|Soluna and the Stream of Life. 8" x 10"|
It began when I got up at 5:45 a.m. and realized that I only had 15 minutes to dress and get out the door. My husband, bless his heart, cooked me a breakfast that I had time to eat just two bites of, then he drove me to the bus stop. I went down to the City on Golden Gate Transit, spending the time most pleasurably listening to a downloaded book on my i-pod. I'm really enjoying "Belong to Me" by Melissa de los Santos. She has an ability to convey scientific information (granted not a lot of it) in a natural flow as part of her character development.
The bus let me off near Market Street where I caught a muni bus to get closer to my destination. Then I walked a few blocks to the San Francisco Friends School. I went to the open Meeting for Worship that they hold on the first Wednesday of the month, before meeting with staff members about our upcoming trip to El Salvador in June. San Francisco Friends School is in the former site of the Levi Strauss building and has been remodeled to be a lovely space for children and staff. A friend of mine told me that she used to visit someone who lived in an apartment across the street and you could see into the windows at night to see the factory workers sewing blue jeans!
My friend Stephen was at worship and greeted me warmly, as did all of the staff people I met. After worship, we conducted our business and I was given a little bit of a tour. It's a fabulous environment for children, and I was very impressed. As a former elementary principal, I've never seen children filing into an assembly room in silence before and maintaining a stillness for a 30 minute period---there were wiggles, for sure, but no giggles or talking. Although it sounds contrary to the nature of children, I believe that Spirit was moving in that room and that the children were open to it.
After that lovely beginning to the day, I took myself to breakfast and then went to FLAX on Market Street. FLAX is an artist's playground. Oh my gosh...there's a whole huge room of papers, every kind you could imagine. It's way too hard to decide, so I bought a bag of cut up remnants for collage work. Also some micron pens and a couple of new stamps.
Then, I went to the Asian Art Museum.

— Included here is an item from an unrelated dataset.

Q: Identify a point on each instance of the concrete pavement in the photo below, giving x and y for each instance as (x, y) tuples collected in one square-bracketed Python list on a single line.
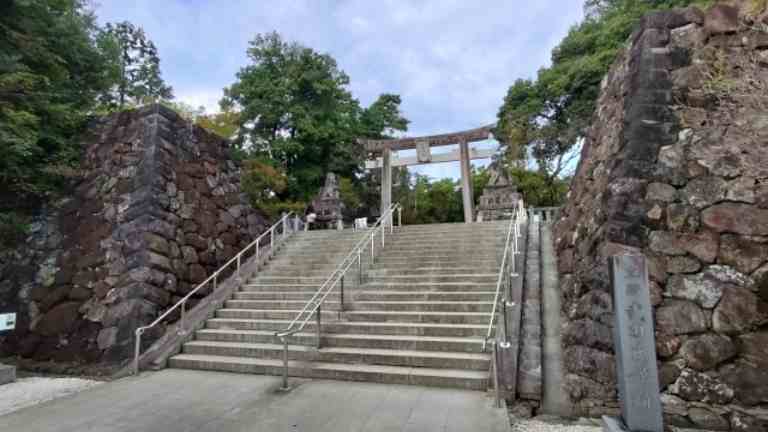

The whole museum is amazing, but I was blown away by the exhibit "Beyond Golden Clouds", which includes three centuries and three galleries of Japanese screens. These are very large screens, five or six feet high, and usually come in pairs. They were placed in historical order, and you could follow the progression from the early black-and-white ink screens which were influenced by Chinese art, to the contemporary work. More and more color was added in later years, and often more gold leaf. Most screens have a nature theme or allude to a famous legend or story. Most are read from right to left, and contain a reference to all four seasons. They are usually paper, with a double border, and are mounted on a black lacquer frame. The exhibit will only be there a few more days, til January 16. I highly recommend that you drop everything and go, if you possibly can. If you can't get there, you can go to http://www.asianart.org/blog/ and scroll down to Nov. 30 to see a little video of the screen restoration process.
When I saw the contemporary artist Kayama Matazo's "Tanabata" (http://aamdocents.org/AAM/Special/10_10GoldenClouds/Images/Cat29.htm#icon), I was inspired to create something on canvas for the Creative Every Day's "Cosmos" prompt. This is mixed media, acrylic and papers. It's my first attempt to do something on canvas! This was amazingly fun to do, though I certainly don't want you to think that I'm comparing my piece to this fabulous artist's. One of the things that tickles me about the finished piece is that it takes on different characteristics depending on the angle that you're looking from. The tree didn't pop from the straight-on view until I added the snow.